“Offrir un meilleur accès à la justice et faire émerger une expertise juridique augmentée.” ______________ “Les solutions d’IA visant une meilleure compréhension des écosystèmes et de la biodiversité sont particulièrement intéressantes.”
Grâce à des avancées majeures réalisées ces dernières années, en particulier dans le domaine de l’apprentissage automatique (machine learning), l’intelligence artificielle (IA) offre de nouvelles perspectives. Avec le big data, le décuplement des puissances de calcul, ou encore le développement d’algorithmes novateurs, ses applications se multiplient et se diversifient. De la recherche dans le domaine de la santé aux économies d’énergie, en passant par le domaine juridique, l’IA a commencé à transformer en profondeur de nombreux secteurs et industries.

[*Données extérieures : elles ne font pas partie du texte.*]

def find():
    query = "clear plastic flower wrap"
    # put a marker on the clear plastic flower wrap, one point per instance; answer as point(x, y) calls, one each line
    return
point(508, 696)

L’IA fait avancer la recherche médicale
Aide au diagnostic, chirurgie assistée par ordinateur, robots compagnons, médecine prédictive, anticipation d’une épidémie… L’IA est au cœur de la médecine du futur. Si elle permet de mieux diagnostiquer et soigner la maladie, elle offre également la possibilité d’inventer de nouveaux traitements. En effet, les hôpitaux génèrent de plus en plus de données médicales, dont seulement une petite partie est aujourd’hui exploitée. L’IA permet de collecter et analyser ces données brutes pour les transformer en connaissance et accélérer ainsi la recherche médicale.
En France, l’Institut Curie, qui mise sur le big data et l’IA pour faire avancer la lutte contre le cancer et améliorer les soins, collecte les données de santé des patients depuis plus de dix ans.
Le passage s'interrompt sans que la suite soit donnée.